Limitations of prior methods: - Domain adaptation methods (DA-dehazing, USID-Net) rely on CycleGAN-style translation, which suffers from training instability and may introduce artifacts. - LoRA fine-tuning reduces parameter count, but the choice of which layers to insert LoRA into is critical — random or uniform placement is far from optimal.

Core Problem

How can a dehazing model pretrained on synthetic data be adapted to real haze scenes at minimal training cost, without any real paired supervision? Two sub-problems must be addressed: 1. Design of an unsupervised optimization objective in the absence of real ground truth. 2. Automated and optimal selection of LoRA insertion layers.

Method

H2C Loss: Haze-to-Clear Text-Guided Loss

Core idea: The CLIP-pretrained vision-language alignment space is leveraged to construct a semantic direction from "hazy" to "clear" as an unsupervised dehazing signal.

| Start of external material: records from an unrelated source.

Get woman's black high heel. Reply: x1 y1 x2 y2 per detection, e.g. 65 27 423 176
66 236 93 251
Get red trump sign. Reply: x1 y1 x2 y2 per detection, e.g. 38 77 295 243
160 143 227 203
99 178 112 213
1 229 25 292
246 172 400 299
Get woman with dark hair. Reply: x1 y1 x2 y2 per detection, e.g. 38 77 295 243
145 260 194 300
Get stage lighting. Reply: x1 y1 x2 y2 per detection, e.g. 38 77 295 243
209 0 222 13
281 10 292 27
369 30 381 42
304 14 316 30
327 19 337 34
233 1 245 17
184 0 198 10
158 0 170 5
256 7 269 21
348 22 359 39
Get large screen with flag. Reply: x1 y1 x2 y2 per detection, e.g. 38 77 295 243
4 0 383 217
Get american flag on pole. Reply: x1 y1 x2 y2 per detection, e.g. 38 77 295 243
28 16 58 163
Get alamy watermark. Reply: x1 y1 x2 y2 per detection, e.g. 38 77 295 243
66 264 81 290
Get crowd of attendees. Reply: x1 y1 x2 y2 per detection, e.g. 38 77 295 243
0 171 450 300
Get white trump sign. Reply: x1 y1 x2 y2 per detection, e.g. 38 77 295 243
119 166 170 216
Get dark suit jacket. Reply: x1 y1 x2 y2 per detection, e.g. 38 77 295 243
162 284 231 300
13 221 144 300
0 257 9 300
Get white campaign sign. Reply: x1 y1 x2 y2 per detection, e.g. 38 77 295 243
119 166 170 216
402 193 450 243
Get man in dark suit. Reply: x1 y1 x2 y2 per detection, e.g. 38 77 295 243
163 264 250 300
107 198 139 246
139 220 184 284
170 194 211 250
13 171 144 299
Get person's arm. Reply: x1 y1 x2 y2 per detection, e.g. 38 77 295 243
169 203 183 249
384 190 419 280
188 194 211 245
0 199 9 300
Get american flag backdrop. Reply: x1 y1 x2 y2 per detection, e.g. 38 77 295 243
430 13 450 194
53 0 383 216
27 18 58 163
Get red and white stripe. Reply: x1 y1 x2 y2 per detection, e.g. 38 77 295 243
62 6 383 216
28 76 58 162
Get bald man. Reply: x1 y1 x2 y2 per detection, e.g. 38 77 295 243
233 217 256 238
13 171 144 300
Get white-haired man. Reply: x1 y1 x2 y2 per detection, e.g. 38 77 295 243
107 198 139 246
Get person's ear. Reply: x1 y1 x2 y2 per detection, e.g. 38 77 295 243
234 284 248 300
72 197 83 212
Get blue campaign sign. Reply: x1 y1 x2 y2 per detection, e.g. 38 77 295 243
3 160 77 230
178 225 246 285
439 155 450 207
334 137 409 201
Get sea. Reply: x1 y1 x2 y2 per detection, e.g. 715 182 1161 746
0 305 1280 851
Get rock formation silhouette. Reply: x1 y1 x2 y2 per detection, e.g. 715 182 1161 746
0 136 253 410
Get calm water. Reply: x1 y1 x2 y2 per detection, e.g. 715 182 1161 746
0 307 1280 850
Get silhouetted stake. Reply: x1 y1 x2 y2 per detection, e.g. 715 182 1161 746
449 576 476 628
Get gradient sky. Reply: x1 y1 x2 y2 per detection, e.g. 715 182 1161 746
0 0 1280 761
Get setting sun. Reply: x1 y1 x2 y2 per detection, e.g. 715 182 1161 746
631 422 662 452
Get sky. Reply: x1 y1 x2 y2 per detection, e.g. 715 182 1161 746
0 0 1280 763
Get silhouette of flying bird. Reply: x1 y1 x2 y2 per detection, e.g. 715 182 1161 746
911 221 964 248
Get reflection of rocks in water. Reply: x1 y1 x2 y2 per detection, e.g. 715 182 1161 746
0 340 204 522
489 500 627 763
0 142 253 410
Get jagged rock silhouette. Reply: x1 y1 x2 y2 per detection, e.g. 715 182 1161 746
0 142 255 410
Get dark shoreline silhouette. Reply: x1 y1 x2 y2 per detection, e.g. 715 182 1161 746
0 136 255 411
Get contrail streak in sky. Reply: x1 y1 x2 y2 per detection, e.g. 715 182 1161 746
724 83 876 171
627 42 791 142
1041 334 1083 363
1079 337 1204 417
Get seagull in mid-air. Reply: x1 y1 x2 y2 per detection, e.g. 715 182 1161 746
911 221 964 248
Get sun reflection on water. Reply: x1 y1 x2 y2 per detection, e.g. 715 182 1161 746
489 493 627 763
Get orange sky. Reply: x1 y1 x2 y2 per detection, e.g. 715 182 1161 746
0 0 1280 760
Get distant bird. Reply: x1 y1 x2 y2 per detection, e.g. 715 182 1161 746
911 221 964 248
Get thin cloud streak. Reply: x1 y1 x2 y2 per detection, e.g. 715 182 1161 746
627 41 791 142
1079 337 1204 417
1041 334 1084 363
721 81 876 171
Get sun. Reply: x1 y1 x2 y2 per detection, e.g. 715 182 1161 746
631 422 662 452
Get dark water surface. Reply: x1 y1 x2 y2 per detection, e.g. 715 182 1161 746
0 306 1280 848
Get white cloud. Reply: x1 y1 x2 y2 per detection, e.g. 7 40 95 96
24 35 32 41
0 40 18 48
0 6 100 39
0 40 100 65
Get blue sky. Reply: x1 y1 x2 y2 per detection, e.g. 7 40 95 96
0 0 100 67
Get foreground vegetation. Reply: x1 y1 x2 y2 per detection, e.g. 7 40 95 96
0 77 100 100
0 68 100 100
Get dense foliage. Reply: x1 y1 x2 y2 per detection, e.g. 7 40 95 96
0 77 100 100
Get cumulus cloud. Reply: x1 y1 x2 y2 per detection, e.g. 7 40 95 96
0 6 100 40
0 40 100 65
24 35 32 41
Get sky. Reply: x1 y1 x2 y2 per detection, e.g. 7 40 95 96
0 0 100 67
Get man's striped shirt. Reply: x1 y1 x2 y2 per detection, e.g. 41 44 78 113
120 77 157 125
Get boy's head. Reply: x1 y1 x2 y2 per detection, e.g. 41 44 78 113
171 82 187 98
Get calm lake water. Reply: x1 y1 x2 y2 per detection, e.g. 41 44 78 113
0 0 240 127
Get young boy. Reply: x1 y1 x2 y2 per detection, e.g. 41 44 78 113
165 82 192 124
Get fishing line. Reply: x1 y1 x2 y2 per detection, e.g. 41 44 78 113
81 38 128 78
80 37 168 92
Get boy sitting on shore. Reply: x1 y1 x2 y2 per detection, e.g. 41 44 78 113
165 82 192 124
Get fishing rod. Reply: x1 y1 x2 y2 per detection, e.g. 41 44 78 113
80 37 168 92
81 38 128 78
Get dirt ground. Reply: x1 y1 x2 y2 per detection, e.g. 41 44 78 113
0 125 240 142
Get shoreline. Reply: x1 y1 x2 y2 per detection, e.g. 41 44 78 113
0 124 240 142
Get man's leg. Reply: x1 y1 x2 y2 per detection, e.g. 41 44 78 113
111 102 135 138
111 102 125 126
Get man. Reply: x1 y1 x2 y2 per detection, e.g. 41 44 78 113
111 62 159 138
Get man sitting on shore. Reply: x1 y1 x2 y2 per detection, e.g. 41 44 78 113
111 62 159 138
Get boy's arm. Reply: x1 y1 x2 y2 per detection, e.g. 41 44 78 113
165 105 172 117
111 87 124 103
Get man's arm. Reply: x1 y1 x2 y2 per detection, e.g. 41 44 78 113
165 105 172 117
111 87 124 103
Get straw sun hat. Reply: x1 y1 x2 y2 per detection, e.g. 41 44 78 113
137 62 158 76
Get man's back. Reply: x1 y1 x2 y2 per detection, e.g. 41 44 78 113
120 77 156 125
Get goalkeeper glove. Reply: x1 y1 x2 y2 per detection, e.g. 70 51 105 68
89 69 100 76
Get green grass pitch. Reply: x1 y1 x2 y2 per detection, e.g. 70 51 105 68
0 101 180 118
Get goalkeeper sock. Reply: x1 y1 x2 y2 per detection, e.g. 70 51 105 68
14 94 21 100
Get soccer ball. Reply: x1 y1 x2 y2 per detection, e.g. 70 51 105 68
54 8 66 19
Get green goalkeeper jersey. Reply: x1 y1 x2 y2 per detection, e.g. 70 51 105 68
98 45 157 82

Defining positive and negative text prompts: - \(T_{\text{pos}}\) (positive/clear): "a clear photo", "a bright image", "a high-quality photo" - \(T_{\text{neg}}\) (negative/hazy): "a hazy photo", "a foggy image", "a blurry photo"

Semantic direction computation:

Image-domain direction: \(\Delta V_{\text{img}} = V_{\text{out}} - V_{\text{in}}\)

where \(V_{\text{out}} = \text{CLIP}_{\text{img}}(\hat{J})\) is the CLIP image feature of the dehazed output and \(V_{\text{in}} = \text{CLIP}_{\text{img}}(I)\) is the feature of the hazy input.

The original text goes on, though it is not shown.